« Alina, Alina, ce n’est pas possible, c’est vraiment toi ? » s’exclama une voix masculine.
Elle sursauta et se retourna lentement. Devant elle se tenait André. Le même André, son premier amour, celui à cause de qui son beau-père avait failli la tuer. Alina jeta un regard effrayé à son mari, qui discutait à ce moment-là avec un médecin.
« Alina, je suis tellement heureux de te revoir, » dit André en s’approchant. « Tu as l’air fatiguée, mais à quoi je pense ? Nous sommes à l’hôpital, après tout. »
Alina ne voulait pas parler de ses maux. Ils la poursuivaient sans cesse, la tenaient fermement. André avait fière allure. Quinze ans de séparation ne l’avaient pas changé.
« André, tu es médecin ? » demanda-t-elle.
« Non, bien plus. Je ne suis pas seulement médecin, je suis le directeur de cet établissement, » répondit-il fièrement. « J’aimerais m’asseoir un moment et discuter avec toi. Combien de temps cela fait-il ? Dix, quinze ans ? Comment va ta vie ? »
« Tout va bien. Je suis un peu malade, c’est tout, » répondit Alina.
« Alors laisse-moi t’aider. Je vais organiser un examen complet. Qui s’occupe de ton traitement ? »
Alina n’eut pas le temps de répondre. Nikolai s’approcha d’un pas décidé.
« Alina, ça va ? » demanda-t-il, tendu.
« Oui. »
« Désolé, il faut y aller. »
Nikolai lui prit la main et la tira vers la sortie.

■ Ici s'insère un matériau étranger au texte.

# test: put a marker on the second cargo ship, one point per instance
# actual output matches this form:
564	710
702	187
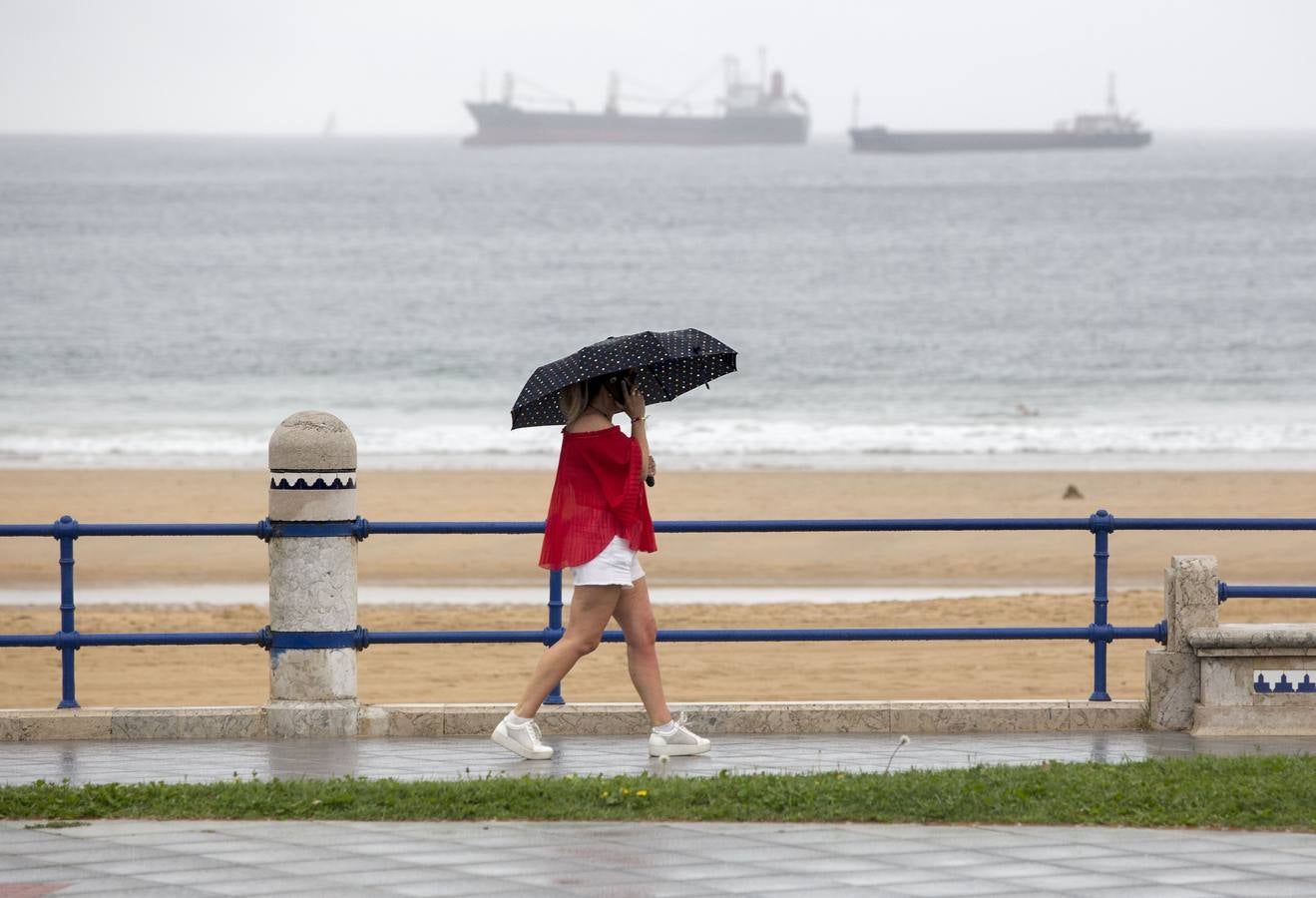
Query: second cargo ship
1100	131
751	112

« Alina, attends ! » André fit un pas pour les suivre, mais elle murmura sans un son : « Désolé. »
Une fois dehors, Nikolai lança d’un ton acerbe :
« À peine le dos tourné, tu flirtes déjà avec un inconnu. »
« Kolia, de quoi parles-tu ? André est un ami d’enfance. Nous nous connaissons depuis toujours, on ne s’est pas vus depuis des années. »

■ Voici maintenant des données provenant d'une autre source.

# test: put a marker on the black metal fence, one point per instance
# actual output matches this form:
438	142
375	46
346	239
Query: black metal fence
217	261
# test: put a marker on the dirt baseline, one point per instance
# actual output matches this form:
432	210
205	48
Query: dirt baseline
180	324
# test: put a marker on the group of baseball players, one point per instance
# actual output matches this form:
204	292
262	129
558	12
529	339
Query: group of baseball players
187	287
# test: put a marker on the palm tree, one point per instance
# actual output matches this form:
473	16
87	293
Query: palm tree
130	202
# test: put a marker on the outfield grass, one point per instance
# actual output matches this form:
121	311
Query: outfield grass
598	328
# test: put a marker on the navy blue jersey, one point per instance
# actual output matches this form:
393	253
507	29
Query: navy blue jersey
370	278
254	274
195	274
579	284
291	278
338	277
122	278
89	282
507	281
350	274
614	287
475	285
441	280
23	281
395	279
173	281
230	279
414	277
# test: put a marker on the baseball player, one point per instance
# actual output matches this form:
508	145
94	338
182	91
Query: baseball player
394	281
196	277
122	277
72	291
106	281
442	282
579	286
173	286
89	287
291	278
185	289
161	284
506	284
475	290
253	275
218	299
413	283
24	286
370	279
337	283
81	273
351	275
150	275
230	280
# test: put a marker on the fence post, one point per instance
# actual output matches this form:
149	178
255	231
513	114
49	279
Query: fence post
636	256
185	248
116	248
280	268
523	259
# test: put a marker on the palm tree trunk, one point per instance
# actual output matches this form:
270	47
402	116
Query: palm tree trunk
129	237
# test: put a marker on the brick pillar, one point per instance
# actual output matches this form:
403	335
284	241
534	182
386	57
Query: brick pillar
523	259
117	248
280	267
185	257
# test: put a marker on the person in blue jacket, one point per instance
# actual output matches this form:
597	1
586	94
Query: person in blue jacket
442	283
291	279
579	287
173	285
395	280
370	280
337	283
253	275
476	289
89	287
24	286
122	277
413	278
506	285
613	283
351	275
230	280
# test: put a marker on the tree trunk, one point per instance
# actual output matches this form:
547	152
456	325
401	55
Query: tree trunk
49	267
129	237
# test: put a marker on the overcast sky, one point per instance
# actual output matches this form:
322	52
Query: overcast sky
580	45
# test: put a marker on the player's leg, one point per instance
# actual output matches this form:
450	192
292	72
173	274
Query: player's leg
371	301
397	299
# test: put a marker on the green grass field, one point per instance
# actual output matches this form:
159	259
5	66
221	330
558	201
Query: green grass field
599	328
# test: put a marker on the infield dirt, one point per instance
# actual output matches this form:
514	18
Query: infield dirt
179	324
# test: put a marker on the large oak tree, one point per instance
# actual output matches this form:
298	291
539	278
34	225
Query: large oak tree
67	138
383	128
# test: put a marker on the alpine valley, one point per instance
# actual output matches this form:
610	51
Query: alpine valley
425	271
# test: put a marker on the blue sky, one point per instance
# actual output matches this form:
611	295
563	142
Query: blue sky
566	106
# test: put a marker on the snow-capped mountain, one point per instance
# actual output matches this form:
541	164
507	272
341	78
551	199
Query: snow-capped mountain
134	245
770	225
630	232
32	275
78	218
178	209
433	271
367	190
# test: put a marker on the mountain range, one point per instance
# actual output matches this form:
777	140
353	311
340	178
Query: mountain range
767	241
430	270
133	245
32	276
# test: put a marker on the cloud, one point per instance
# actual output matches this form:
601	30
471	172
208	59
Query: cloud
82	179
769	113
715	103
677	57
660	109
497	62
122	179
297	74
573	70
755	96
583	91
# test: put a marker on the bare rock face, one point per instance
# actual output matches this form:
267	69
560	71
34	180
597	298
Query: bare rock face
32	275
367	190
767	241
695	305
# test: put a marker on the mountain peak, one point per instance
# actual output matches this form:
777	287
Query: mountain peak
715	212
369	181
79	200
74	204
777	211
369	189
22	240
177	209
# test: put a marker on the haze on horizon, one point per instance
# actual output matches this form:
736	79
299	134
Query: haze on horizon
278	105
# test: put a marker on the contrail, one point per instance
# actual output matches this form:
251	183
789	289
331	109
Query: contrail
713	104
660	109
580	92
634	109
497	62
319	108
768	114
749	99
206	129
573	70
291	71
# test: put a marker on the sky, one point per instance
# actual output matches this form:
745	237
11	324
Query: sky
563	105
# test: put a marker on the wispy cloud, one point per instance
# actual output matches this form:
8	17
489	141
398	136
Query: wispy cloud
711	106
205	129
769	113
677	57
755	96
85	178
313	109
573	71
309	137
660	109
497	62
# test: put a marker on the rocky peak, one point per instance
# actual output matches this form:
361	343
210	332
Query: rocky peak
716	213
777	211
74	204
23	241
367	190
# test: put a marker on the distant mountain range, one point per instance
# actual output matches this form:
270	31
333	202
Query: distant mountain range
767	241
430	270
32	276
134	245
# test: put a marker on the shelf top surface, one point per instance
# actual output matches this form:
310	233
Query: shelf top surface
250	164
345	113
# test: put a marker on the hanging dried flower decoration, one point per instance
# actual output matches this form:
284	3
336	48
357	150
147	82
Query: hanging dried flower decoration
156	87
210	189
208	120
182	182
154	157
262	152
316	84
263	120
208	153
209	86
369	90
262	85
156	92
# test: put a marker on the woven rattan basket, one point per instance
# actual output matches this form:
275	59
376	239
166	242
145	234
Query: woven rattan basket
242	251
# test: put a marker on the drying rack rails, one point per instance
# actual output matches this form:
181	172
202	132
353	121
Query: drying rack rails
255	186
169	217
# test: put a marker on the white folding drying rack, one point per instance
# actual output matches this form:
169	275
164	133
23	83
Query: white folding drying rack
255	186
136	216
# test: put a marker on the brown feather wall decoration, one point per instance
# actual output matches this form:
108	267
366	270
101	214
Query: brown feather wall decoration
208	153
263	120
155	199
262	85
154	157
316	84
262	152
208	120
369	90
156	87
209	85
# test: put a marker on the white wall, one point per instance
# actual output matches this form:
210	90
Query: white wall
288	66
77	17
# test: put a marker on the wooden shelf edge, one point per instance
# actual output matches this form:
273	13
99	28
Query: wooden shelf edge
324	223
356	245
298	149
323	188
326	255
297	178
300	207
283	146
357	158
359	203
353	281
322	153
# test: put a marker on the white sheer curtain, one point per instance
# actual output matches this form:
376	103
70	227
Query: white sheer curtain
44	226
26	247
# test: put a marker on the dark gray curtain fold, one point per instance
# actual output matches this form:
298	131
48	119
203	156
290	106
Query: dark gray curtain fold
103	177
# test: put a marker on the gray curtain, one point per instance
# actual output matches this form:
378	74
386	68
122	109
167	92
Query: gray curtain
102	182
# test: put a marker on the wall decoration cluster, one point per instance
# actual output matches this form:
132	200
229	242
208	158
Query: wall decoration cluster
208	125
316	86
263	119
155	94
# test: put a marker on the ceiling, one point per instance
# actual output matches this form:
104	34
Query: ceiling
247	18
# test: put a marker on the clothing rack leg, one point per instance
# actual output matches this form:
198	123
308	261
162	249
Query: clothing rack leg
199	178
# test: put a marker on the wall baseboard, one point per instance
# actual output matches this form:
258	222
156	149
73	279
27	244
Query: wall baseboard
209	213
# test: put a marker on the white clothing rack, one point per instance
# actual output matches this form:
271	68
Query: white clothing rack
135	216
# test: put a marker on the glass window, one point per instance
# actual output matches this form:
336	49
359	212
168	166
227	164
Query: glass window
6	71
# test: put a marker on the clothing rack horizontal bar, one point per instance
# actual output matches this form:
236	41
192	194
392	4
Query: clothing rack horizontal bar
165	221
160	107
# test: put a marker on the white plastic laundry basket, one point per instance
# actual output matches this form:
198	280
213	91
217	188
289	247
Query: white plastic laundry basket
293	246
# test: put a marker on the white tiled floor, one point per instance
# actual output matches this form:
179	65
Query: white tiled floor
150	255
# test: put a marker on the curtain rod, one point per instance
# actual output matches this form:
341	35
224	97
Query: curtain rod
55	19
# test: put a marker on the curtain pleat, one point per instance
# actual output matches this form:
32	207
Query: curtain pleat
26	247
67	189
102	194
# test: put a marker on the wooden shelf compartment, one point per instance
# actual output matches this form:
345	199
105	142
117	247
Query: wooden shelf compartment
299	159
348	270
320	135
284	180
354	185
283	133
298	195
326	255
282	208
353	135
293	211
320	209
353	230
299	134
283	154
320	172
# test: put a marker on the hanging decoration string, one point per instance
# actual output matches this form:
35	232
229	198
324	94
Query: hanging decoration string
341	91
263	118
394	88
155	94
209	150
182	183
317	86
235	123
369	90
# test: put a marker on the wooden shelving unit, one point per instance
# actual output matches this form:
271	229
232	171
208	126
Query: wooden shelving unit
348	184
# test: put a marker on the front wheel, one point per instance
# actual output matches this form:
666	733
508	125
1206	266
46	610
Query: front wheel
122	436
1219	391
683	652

Mais son mari ne l’écoutait pas.
« Quelle différence cela fait-il ? Tu es mariée, c’est tout. »
« J’ai perdu toutes mes amies. On m’interdit de parler à qui que ce soit. Je me sens prisonnière. »
Nikolai s’arrêta brusquement.
« Tu devrais plutôt te rappeler que tu n’existes que grâce à moi. Quel autre mari supporterait quelqu’un comme toi ? Tu es presque invalide, toujours malade. Combien d’argent a été dépensé, et pour quel résultat ? Personne ne pense à guérir. Ou tu crois que j’aime vivre avec quelqu’un comme toi, alors qu’il y a tant de femmes belles et en bonne santé autour ? »
Alina murmura doucement :
« Tu dépenses mon argent. Le mien, pas le tien. »
Nikolai lui lança un regard furieux et la poussa presque dans la voiture. Alina se cogna violemment le coude, ferma les yeux, retenant ses larmes.
Autrefois, elle était différente, complètement différente. Gaieté, joie, un peu d’insouciance. Elle adorait danser, aimait les motos. Puis, dans leur famille, commença ce qui ne devrait jamais arriver dans une famille normale.
Son père est mort. Homme d’affaires influent, il dirigeait un empire. Sa mère semblait avoir perdu goût à la vie. Pendant deux ans, Alina craignait de la laisser seule, redoutant qu’elle ne fasse quelque chose d’irréparable. Puis peu à peu, sa mère reprit vie. Et la cause de ce renouveau fut Viktor, l’oncle de Nikolai, son mari.
Viktor ne plut jamais à Alina. Un homme glissant, désagréable, mais elle se tut, voyant à quel point sa mère tenait à lui. Ils se marièrent, et Alina partit étudier à l’étranger. À son retour, elle ne reconnut plus sa mère : une femme fanée, le regard éteint, indifférente à tout. Alina essaya tout, la porta partout, mais en vain. Sa mère pleurait, suppliait de la laisser tranquille.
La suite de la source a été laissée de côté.